Posts tagged with linear transformation

## What’s half of 100 degrees Fahrenheit?

Hint: it’s not 50 degrees Fahrenheit.

100 ℉ = 311 K, half of which is 105.5 K = −180℉

$\large \dpi{200} \bg_white \begin{matrix} 100 \, ^{\circ} \rm{F} & \longrightarrow & 311 \, \rm{K} \\ \\ && \downarrow \\ \\ -180 \, ^{\circ} \rm{F} & \longleftarrow & 155 \, ^1\!\!/\!_2 \, \rm{K} \end{matrix}$

Yup — half of 100℉ is −180℉.

The difference between the Kelvin scale ℝ⁺ and the Fahrenheit scale is like the difference between a linear scale and an affine scale.

You were taught in 6th form that `y = mx + b` is a “linear” equation, but it’s technically affine. The `+b` makes a huge difference when the mapping is iterated (like a Mandelbrot fractal) or even when it’s not, like in the temperature example above.

(The difference between affine and linear is more important in higher dimensions where `y = Mx` means `M` is a matrix and `y` & `x` vectors.)

Abstract algebraists conceive of affine algebra and manifolds like projective geometry — “relaxing the assumption” of the existence of an origin.

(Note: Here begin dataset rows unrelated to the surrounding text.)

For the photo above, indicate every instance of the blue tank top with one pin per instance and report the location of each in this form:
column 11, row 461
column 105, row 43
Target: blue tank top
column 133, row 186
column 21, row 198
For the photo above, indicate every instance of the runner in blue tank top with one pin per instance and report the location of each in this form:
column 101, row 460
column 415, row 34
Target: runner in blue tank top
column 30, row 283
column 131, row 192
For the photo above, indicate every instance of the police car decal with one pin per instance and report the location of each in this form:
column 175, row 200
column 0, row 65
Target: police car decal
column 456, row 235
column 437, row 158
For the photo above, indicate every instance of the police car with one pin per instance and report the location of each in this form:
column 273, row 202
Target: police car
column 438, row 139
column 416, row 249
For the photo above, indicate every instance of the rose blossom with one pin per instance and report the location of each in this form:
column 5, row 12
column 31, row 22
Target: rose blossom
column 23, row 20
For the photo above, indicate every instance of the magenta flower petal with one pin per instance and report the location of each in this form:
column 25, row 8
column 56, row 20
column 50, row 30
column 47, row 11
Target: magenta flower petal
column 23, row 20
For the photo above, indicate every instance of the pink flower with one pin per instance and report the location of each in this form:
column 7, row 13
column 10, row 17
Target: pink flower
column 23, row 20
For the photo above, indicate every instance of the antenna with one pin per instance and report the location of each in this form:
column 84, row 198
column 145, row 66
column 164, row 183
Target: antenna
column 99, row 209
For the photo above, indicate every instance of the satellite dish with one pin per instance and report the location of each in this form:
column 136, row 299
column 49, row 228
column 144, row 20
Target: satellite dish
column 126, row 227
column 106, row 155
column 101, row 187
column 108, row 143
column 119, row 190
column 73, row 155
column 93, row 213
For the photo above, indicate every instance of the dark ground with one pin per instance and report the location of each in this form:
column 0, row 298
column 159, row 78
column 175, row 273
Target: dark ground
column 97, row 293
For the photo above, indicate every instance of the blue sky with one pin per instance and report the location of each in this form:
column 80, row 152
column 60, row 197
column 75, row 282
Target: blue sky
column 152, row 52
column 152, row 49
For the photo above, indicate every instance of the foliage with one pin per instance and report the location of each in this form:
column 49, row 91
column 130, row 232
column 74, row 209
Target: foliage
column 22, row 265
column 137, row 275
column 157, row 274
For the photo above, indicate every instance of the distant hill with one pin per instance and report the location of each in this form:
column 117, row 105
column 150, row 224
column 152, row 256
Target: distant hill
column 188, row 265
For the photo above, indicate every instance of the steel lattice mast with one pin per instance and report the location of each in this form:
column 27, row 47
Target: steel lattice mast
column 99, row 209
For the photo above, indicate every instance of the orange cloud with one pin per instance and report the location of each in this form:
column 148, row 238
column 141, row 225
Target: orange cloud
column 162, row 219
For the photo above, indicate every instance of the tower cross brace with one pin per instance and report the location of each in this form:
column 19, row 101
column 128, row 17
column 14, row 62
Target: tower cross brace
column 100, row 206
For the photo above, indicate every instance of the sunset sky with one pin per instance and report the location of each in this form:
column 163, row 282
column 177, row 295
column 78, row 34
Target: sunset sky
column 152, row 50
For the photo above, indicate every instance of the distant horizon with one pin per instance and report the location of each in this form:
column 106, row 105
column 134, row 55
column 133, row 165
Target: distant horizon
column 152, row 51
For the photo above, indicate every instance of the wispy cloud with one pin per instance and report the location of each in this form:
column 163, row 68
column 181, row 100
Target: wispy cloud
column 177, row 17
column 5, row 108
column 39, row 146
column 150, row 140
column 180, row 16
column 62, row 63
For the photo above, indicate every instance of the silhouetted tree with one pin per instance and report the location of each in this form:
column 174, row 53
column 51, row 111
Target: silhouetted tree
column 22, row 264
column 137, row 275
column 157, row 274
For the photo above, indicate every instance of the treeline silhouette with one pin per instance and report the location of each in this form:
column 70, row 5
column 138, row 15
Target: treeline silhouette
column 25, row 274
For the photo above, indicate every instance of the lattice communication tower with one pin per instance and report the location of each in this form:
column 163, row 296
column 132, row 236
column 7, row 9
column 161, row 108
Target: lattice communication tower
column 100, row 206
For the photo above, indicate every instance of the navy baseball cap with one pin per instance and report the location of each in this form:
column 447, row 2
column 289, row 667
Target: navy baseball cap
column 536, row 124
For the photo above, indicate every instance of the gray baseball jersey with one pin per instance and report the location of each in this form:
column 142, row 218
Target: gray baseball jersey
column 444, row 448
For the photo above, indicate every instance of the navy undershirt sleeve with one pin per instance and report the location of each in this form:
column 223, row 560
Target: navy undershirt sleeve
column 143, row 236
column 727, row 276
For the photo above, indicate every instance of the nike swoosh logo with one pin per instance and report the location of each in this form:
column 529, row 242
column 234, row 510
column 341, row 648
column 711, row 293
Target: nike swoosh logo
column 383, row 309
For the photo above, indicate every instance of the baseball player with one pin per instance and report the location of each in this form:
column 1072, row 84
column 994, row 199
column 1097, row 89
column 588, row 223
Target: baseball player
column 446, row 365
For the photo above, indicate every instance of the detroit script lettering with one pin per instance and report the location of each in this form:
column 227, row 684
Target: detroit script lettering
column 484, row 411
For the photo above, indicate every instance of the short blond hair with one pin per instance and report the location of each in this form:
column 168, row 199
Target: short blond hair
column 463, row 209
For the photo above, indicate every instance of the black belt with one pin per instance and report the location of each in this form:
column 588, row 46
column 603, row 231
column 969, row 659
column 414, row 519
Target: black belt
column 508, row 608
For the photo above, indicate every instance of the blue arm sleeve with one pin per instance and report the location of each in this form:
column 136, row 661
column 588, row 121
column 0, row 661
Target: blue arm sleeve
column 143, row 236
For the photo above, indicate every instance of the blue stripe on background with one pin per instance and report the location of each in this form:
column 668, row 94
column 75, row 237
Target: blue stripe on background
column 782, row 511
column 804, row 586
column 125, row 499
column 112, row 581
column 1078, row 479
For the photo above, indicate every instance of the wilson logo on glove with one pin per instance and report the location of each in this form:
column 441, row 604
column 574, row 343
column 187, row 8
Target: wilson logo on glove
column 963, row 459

(Technically Fahrenheit does have a bottom just like Celsius does. But I think estadounidenses conceive of Fahrenheit being “just out there” while they conceive of Celsius being anchored by its Kelvin sea-floor. This conceptual difference is what makes Fahrenheit : Celsius :: affine : linear.)

It’s completely surprising and rad that mere linear equations can describe so many relevant, real things (examples in another post). Affine equations — that barely noticeable `+b` — do even more, without reaching into nonlinear chaos or anything trendy sounding like that.